Casi esperaba toparse con unos marines americanos, pero los guardias en el vestíbulo de recepción eran alemanes. Stas les enseñó su documento de identidad y entregó su cartera a un guardia, que la introdujo en un detector de rayos X. Otro guardia condujo a Arkady a un mostrador protegido por un grueso cristal reforzado con plomo. Aunque el mostrador era más grande y los sillones más cómodos, la zona de recepción era idéntica a las americanas y soviéticas, un diseño internacional concebido para adecuarse al viajero pacifista y al terrorista experto en colocar bombas.
—¿El pasaporte? —le pidió el guardia.
—No lo llevo —contestó Arkady.
—Está todavía en la recepción del hotel —terció Stas—. La famosa eficacia alemana de la que tanto oímos hablar. Se trata de un importante personaje. Lo esperan en el estudio.
Aunque a regañadientes, entregó a Arkady un pase de visita a cambio de su permiso de conducir soviético, y Stas se lo pegó en el pecho. Pocos instantes después se abrió una puerta de cristal y penetraron en un pasillo rodeado de unas paredes color crema.
—¿Por qué haces esto? —le preguntó Arkady a Stas.
—Ayer te dije que detesto que un rayo se abata sobre un inocente, y tú muestras señales de haberte chamuscado.
—¿No tienes miedo de meterte en un lío por traerme aquí?
—Eres un ruso más —respondió Stas encogiéndose de hombros—. La emisora está llena de rusos.
—¿Y si me encuentro con un americano?
—Haz como nosotros: no le hagas el menor caso.

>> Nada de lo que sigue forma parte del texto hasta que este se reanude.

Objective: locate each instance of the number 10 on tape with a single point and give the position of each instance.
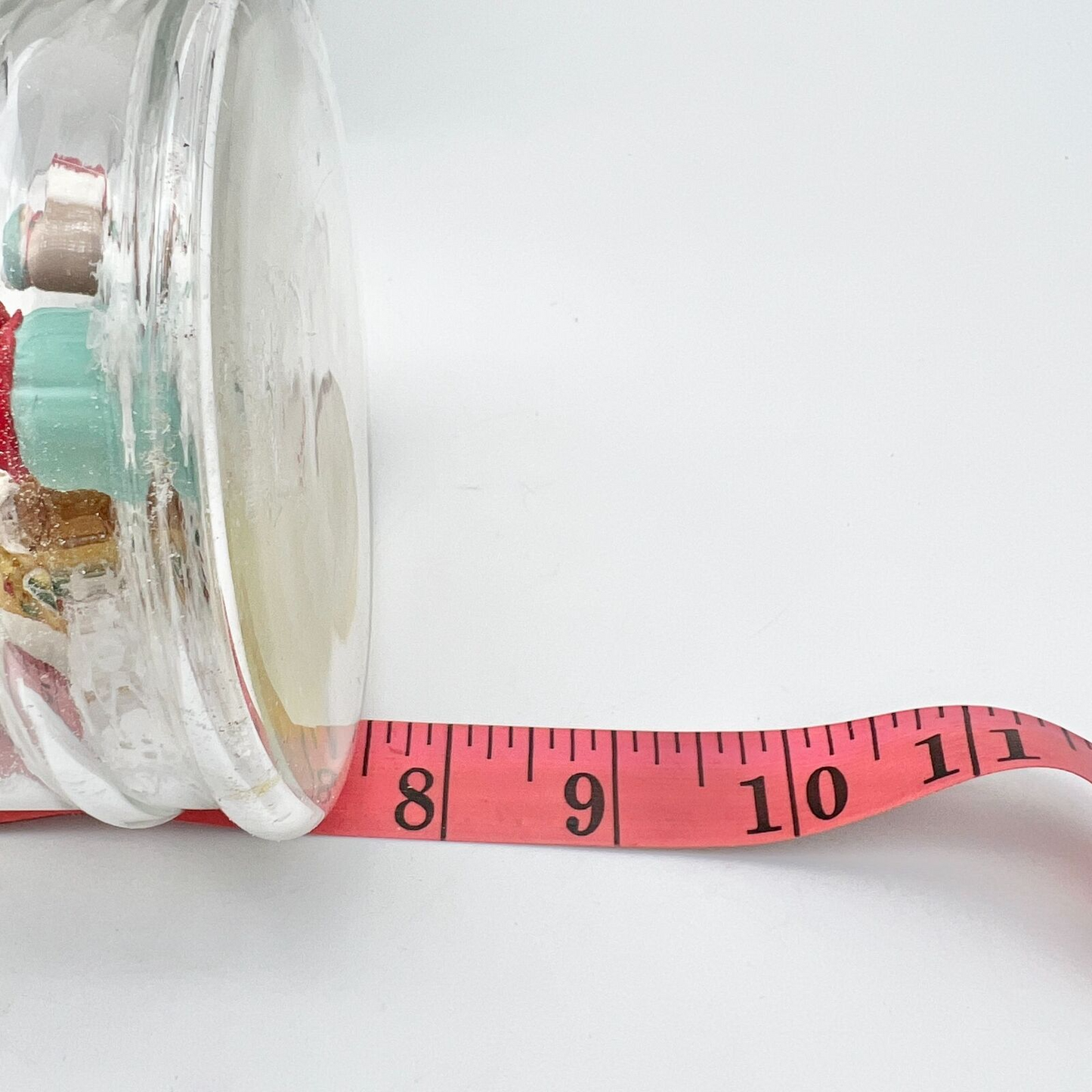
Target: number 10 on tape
(501, 783)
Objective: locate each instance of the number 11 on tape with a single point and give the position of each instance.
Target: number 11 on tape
(506, 783)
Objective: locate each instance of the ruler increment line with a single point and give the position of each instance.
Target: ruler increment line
(367, 750)
(792, 787)
(447, 784)
(971, 745)
(616, 809)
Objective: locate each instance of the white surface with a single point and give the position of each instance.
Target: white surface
(729, 368)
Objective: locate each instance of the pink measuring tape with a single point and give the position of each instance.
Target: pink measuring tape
(564, 787)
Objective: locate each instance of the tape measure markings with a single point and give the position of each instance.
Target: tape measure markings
(490, 783)
(509, 783)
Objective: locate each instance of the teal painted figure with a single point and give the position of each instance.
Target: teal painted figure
(67, 414)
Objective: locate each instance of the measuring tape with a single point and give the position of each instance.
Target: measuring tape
(562, 787)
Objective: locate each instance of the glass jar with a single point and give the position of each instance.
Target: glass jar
(184, 481)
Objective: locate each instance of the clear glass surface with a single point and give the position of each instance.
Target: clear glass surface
(184, 505)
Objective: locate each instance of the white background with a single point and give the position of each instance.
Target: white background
(729, 368)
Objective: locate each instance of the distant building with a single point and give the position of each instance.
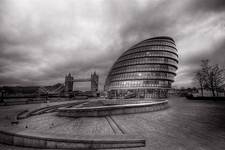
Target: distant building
(146, 70)
(69, 81)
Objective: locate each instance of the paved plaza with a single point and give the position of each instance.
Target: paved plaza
(185, 125)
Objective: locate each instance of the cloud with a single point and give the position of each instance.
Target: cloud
(41, 41)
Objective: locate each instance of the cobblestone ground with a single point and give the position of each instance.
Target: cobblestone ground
(186, 125)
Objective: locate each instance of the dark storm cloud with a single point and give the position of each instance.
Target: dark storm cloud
(42, 41)
(208, 5)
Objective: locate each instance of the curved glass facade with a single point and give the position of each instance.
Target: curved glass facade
(146, 70)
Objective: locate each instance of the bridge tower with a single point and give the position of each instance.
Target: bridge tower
(68, 83)
(94, 82)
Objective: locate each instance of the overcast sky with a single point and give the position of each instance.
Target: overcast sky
(42, 40)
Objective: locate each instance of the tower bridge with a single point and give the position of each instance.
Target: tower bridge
(69, 81)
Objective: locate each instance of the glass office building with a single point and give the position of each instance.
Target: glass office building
(146, 70)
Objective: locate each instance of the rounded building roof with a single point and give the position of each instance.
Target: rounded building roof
(148, 64)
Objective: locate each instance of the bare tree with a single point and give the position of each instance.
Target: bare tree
(210, 77)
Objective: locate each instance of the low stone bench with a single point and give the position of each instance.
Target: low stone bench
(112, 109)
(30, 138)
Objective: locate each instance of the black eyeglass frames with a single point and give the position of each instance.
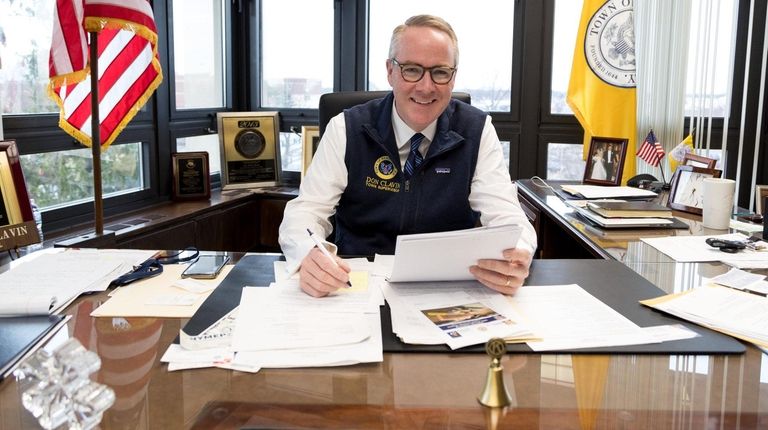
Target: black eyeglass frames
(440, 75)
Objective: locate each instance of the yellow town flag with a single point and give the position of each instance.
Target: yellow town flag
(601, 92)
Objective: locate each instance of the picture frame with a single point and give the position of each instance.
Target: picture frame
(310, 138)
(250, 149)
(698, 161)
(191, 176)
(687, 190)
(761, 192)
(605, 161)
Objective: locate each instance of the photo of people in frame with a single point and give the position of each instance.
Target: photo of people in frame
(605, 162)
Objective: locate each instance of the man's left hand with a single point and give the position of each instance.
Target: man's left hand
(504, 276)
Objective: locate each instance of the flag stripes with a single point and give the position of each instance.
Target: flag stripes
(129, 69)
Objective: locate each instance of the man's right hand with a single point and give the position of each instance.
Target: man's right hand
(319, 276)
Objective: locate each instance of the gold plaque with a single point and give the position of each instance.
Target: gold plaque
(250, 152)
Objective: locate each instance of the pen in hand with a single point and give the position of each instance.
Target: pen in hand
(324, 250)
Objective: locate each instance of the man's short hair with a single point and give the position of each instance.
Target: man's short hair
(430, 21)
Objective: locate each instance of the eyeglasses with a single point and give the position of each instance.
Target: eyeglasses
(440, 75)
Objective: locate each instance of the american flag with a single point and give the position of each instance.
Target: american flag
(129, 68)
(651, 150)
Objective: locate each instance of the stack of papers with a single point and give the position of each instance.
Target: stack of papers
(457, 314)
(724, 309)
(447, 256)
(280, 326)
(688, 249)
(603, 192)
(46, 282)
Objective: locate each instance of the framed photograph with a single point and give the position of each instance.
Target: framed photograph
(250, 149)
(191, 176)
(698, 161)
(605, 161)
(310, 138)
(761, 192)
(687, 193)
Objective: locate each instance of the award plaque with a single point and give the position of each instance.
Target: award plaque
(191, 179)
(250, 155)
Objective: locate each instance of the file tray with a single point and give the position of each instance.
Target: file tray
(614, 284)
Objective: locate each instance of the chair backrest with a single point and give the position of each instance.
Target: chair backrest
(332, 104)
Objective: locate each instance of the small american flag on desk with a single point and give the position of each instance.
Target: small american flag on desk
(651, 151)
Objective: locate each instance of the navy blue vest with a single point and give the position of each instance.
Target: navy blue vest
(378, 203)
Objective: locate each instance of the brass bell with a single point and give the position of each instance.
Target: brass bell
(495, 394)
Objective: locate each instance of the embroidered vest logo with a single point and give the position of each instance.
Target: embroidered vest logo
(385, 170)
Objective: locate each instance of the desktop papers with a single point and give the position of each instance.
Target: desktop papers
(447, 256)
(457, 314)
(47, 282)
(603, 192)
(688, 249)
(567, 317)
(165, 295)
(281, 326)
(733, 312)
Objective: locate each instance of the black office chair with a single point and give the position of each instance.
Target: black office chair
(332, 104)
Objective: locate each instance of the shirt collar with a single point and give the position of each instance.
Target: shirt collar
(403, 133)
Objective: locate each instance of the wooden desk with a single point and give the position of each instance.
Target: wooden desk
(414, 390)
(424, 390)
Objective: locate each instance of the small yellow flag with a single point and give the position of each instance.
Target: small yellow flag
(678, 152)
(601, 91)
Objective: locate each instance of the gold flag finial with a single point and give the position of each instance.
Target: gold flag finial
(495, 394)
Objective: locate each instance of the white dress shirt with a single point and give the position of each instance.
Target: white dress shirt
(492, 194)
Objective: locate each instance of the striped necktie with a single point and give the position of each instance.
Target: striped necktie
(414, 158)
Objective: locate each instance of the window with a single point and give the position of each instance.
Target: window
(25, 41)
(61, 178)
(567, 16)
(485, 54)
(707, 82)
(297, 52)
(199, 54)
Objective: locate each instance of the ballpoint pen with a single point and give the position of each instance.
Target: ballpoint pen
(324, 250)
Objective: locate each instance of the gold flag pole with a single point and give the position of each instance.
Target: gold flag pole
(98, 204)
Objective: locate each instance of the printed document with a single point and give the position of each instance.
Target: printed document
(568, 317)
(47, 282)
(687, 249)
(447, 256)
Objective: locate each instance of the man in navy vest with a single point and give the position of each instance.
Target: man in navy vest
(415, 161)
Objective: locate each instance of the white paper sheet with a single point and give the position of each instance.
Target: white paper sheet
(567, 317)
(688, 249)
(447, 256)
(268, 320)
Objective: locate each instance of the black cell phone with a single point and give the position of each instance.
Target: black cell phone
(206, 266)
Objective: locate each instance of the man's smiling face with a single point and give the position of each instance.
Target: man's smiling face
(420, 103)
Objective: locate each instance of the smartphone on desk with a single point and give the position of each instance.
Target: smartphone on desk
(206, 266)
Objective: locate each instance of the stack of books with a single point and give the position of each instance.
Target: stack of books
(627, 214)
(632, 209)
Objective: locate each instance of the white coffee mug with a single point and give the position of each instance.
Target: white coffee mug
(718, 202)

El pasillo estaba cubierto por una mullida moqueta americana, muy distinta de las raídas alfombras soviéticas. Cojeando visiblemente, Stas lo condujo a lo largo de un pasillo en el que había unas vitrinas que mostraban las historias que Radio Liberty había difundido a la Unión Soviética: el puente aéreo de Berlín, la crisis de los misiles cubanos, Solzhenitsin, la invasión de Afganistán, el avión coreano, Chernóbil y el conflicto de los Balcanes. Todas las fotografías exhibían unas leyendas en inglés. A Arkady le parecía estar deslizándose a través de la historia.
A diferencia del ordenado y pulcro vestíbulo, el despacho de Stas parecía un taller de reparaciones ruso: había una mesa y una silla giratoria, un anónimo mueble cubierto por un chal frente a la ventana, un archivador de madera, un gigantesco empalmador de cintas de vídeo y un sillón. Sobre la mesa se veía una máquina de escribir manual, un ordenador, un teléfono, unos vasos de agua y unos ceniceros. Sobre el chal había dos ventiladores eléctricos, dos altavoces estereofónicos y el monitor de un ordenador. Sobre el archivador había una radio portátil y el teclado de un ordenador. Sobre el empalmador había varias cintas, desenrolladas y enrolladas. Por todas partes —en la mesa, en la repisa de la ventana, en el archivador y en el sillón— había unas enormes pilas de periódicos. En la pared había un teléfono con el auricular colgando. A primera vista, Arkady comprendió que aparte de la máquina de escribir y el teléfono sobre la mesa, ninguno de aquellos objetos funcionaba.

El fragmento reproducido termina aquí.